Other truly notable games that are not franchises yet.
*Dragon's Crown.* For many this brought back the idea of the 2d brawler. There have been several efforts on the XBLA/PSN front but this was probably one of the things to get it most right.
*LittleBigPlanet. *What if the incredible machine met a platformer is probably the best way to describe it. That said the possibilities of custom levels are unrivaled in other offerings until you look at some of the Wii stuff or end up back on the PC.
*The Last of Us. *To some it might be "what if gears of war was more survival and less action" but that would probably understate things significantly. There are other games with similar gameplay elements but none that would dethrone this really.
*Metal Gear Solid 4. *The Metal Gear Solid series has long been a Playstation mainstay (though it has had nice versions for several games on the PC and other platforms) and to this day this is a PS4 exclusive. Metal Gear solid focuses more on stealth than action (though the trend has been increasingly towards it as the games go on, perhaps a similar fate to that which has befallen horror games) and this is much in line with that.

The *Quantic Dream* games.
With most of their games Quantic Dream seem to try to blur the lines between interactive story and game.

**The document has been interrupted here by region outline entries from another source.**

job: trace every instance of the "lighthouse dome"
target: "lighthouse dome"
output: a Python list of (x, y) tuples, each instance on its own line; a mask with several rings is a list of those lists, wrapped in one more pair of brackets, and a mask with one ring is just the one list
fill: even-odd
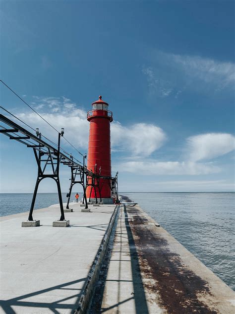
[(104, 101), (102, 96), (99, 96), (99, 99), (92, 103), (92, 109), (98, 110), (108, 110), (109, 104), (108, 102)]

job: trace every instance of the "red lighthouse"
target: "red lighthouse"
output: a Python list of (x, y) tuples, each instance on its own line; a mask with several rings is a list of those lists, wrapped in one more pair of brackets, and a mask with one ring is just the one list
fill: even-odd
[[(92, 104), (92, 109), (87, 113), (90, 122), (87, 168), (102, 176), (111, 177), (110, 122), (113, 121), (113, 112), (108, 110), (109, 104), (102, 98), (100, 96)], [(95, 201), (96, 192), (97, 198), (101, 196), (104, 204), (112, 204), (111, 180), (100, 178), (99, 185), (93, 189), (88, 186), (87, 197), (91, 196), (91, 200)]]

Some like it and some do not, some prefer its earlier game *Farenheit (Indigo Prophecy)*. The more recent *Beyond: Two Soul*s is a bit more action heavy than *Heavy Rain* which very much leans back towards the story thing.
*Heavy Rain.* A serial killer comes into the lives of a cast of characters, some say film noire but I am not sure there.
*Beyond: Two Souls.* Released but a few months ago at time of writing this also aims to be a rather story driven game but steps back from the* Heavy Rain* style stuff and has a bit more meat to its gameplay (though pickings were still too slim for many). Somewhat amusingly "*The Last of Us*" probably told a somewhat more impacting story.

*The PS3 and RPGs.*
Most of this reputation seems to be born of *Hyperdimension Neptunia*, the *Atelier franchise*, some *Tales of* games (the 360 has *Tales of Vesperia*, even has it at as an exclusive outside Japan), *Disgaea* and *Level-5's* efforts. They are to a game all very Japanese, though they are not all trying to be Final Fantasy/Dragon Quest and often have some interesting aspects.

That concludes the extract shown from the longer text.